CoachKaterina picture
I don't know where you live but we live in very hot Florida. The buses idle here because they need to have the A/C on. What do you expect the bus drivers to do? Get all stinky, hot and sweaty and suffer from heat stroke waiting for the kids and then the kids get on a hot and humid bus. You would have all kinds of problems. The buses idle for a reason here. But of course, I really don't pay much attention to what is going on at public school because we homeschool and so do all our friends.
divinevi picture
In our BC community, Burnaby, we have switched to non-toxic cleaning in elementary schools. It's not as painful as it sounds. Here is a great article, with helpful information.
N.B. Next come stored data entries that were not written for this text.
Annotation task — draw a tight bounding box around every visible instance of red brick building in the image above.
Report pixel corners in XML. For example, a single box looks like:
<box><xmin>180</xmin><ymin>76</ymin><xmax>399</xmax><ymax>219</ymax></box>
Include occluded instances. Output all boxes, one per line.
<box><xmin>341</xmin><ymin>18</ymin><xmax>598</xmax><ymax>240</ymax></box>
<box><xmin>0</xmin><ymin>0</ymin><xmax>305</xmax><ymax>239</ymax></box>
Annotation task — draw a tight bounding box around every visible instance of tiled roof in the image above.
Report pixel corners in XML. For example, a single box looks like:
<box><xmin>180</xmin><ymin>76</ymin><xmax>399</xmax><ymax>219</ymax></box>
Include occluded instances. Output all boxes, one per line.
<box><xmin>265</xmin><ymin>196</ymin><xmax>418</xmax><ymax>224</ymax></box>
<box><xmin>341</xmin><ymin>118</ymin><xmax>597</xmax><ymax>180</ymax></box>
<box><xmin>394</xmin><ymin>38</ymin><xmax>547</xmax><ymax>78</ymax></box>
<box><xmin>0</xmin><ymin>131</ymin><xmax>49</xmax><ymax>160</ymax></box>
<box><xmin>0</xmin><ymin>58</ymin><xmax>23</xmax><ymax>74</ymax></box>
christine@cornucopiafoods.net picture
This subject is very timely for me, having a kindergartner who just started school. I spoke with the principal and teachers about the school menu and garden idea. I was told that the school has tried vegetable gardens to supplement the lunch menu. Since school is out for the summer they did not have anyone to tend the gardens and reap the most bountiful time of harvest, much of the food went to waste. Since the big decisions need to come from a government level it is very important for parents to become as involved as they can at a grass root level by volunteering at school to help with these issues. I've found that bringing suggestions to the administrators is always welcome but what they really need are parents to volunteer to bring some of these great ideas to fruition- perhaps offering to tend gardens in summer and organize the harvest and preserve or freeze food that won't be needed until school starts up again.
iknowcia picture
hey breezy red, actually you're right about a principal not being able to make these decisions however one could instigate the steps needed to make them happen. As far as the busses go I understand the idea "There's no reason for buses to idle" but I have to say that in Florida where 90 is a way of life not a heat wave. To be a bus driver that must remain in the vehicle it would be like when people leave their dogs in the car with the windows cracked. I can only imagine that in states like Wisconsin where the opposite weather exists they also need that engine going to keep themselves, as well as, the soon to load kids from getting frost bite. Ok, that said, I know it would be possible and affordable for students to grow a garden at school and for the cafeteria to use the produce. When I worked in the public school system the manager of our cafeteria recieved an award for having a cafeteria that was always in the black. She went out of her way to offer more fresh foods and was particular about the extras she had available. Clearly she had some say in the purchasing and production of food. As far as the cleaning supplies go... if a company like seventh generation would be willing to offer natural cleaning supplies for the price that the schools can get the chem based ones I'm sure schools would switch.
breezyred picture
These are not changes that a principal can mandate; these are all district leadership decisions. Policies that have the greatest affect on our students' health and sfety should rarely just be considered on the school level anyway. This is a much larger issue. The federal government places prices and often even the food itself in schools. Even the cafeteria staff has no choice what comes their way.